A Universal, como empresa pura de conteúdo, está menos preocupada com a defesa de um modelo específico de distribuição.
Vem trabalhando em um sistema
conhecido como "canal de venda
eletrônico", que permite que os
usuários baixem um arquivo digital da internet e depois o transfiram a outros aparelhos ou até o
copiem em DVD.
Enquanto isso, todo mundo estará observando Wagner e "Bubble". Ainda que muita gente em
Hollywood esteja discretamente
prevendo o fracasso da idéia, o
empresário de internet não parece desanimado. "Hollywood nunca teve espírito empreendedor.
Eles nunca arriscam", diz. "Têm
de ser arrastados esperneando a
todas as mudanças."
Os dirigentes da indústria cinematográfica vão esperar que as
cortinas se abram.
Filas
Antigamente, Bruce Snyder,
presidente de distribuição nacional na 20th Century Fox, não precisava de computadores ou serviços de acompanhamento de bilheteria para saber que o estúdio
tinha um sucesso em mãos. Bastava sair dos escritórios da Fox em
Manhattan e dobrar a esquina,
chegando ao cinema Ziegfeld.
Se ele visse gente em fila para
entrar, sabia que o resultado seria
positivo. Não só a fila representava um grupo de compradores de
ingressos mas também servia para atrair os pedestres.

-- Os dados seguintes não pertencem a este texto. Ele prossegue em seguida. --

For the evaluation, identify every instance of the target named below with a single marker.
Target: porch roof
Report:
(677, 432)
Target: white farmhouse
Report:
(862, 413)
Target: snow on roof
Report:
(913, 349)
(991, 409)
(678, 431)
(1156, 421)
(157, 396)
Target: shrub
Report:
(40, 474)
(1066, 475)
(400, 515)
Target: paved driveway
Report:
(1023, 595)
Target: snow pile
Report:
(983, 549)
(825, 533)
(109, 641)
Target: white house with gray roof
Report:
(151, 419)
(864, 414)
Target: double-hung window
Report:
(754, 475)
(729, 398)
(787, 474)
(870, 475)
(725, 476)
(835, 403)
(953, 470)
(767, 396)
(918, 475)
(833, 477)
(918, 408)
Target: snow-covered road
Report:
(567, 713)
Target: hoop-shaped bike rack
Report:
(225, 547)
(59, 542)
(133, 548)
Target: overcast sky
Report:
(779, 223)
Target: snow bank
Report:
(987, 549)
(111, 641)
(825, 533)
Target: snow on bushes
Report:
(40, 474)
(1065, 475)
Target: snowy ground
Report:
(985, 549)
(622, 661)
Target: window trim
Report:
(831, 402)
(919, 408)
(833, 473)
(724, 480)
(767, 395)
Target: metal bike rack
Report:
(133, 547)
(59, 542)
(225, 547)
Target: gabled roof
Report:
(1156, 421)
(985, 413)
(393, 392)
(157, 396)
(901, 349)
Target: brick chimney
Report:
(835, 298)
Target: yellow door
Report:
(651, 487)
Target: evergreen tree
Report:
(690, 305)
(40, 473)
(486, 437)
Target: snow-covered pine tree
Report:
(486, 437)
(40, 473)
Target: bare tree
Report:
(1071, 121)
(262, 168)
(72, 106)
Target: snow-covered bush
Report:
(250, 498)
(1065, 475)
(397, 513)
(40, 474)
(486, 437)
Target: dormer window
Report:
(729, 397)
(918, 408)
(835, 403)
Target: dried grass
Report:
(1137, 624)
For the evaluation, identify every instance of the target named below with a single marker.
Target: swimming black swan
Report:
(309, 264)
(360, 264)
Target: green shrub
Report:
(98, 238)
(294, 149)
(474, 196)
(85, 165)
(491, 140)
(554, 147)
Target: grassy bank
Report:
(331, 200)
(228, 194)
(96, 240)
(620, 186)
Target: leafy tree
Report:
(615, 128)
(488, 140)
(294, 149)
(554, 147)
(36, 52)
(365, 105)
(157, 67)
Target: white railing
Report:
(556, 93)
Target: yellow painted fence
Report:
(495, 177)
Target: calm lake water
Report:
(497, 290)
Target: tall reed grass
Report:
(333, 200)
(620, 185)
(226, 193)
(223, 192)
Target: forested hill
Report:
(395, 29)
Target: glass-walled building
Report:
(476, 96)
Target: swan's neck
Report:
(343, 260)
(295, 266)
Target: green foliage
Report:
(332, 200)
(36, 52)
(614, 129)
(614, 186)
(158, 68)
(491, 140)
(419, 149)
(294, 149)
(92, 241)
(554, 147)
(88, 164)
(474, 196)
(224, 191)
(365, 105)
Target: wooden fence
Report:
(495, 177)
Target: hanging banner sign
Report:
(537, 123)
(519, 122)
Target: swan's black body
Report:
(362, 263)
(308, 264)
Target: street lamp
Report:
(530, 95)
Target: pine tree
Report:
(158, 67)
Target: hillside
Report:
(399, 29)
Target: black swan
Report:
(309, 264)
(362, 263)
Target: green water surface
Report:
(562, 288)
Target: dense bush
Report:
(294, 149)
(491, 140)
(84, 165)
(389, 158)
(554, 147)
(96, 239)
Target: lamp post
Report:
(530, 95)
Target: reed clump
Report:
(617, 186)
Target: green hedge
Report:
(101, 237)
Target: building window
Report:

Em uma era de cinemas megaplex com dezenas de telas, filas
são coisa do passado -algo que
Snyder lamenta.
"Filas são sedutoras", diz.
"Creio que as filas expliquem parte do que perdemos."
Enquanto Hollywood sofre um
dos piores declínios de bilheteria
em 20 anos, com 10% menos espectadores que em 2004, Snyder
não é o único que sonha com o
passado. Os executivos de estúdios acreditam de maneira quase
unânime na necessidade de melhorar a experiência do cinema.
"O maior problema do cinema
hoje é a freqüência -fazer com
que as pessoas voltem às salas de
exibição. Também é preciso dar a
elas uma experiência diferenciada, quando o fizerem", diz Dick
Cook, presidente do conselho da
Walt Disney Studios.
Uma crítica comum aos cinemas é que perderam o encanto e
se tornaram ambientes cavernosos, homogêneos, nos quais é provável que celulares sejam deixados ligados e onde os espectadores geralmente são forçados a assistir a 15 minutos de publicidade
antes que o filme comece.
Boa parte da culpa pelo problema foi atribuída à consolidação
setorial iniciada nos anos 80, que
colocou milhares de salas de cinema sob controle de acionistas que
se interessam mais por lucros do
que por filmes.
No entanto, novos concorrentes
parecem ter percebido a insatisfação da audiência e ocuparam espaço no mercado. O grupo Muvico, da Flórida, criou salas de cinema de luxo com temas egípcios e
parisienses, com comida mais saborosa, lanterninhas e, em certos
casos, estacionamentos com manobristas. Diferentemente de boa
parte do setor, a empresa registrou 3% de alta em suas receitas
de bilheteria neste ano.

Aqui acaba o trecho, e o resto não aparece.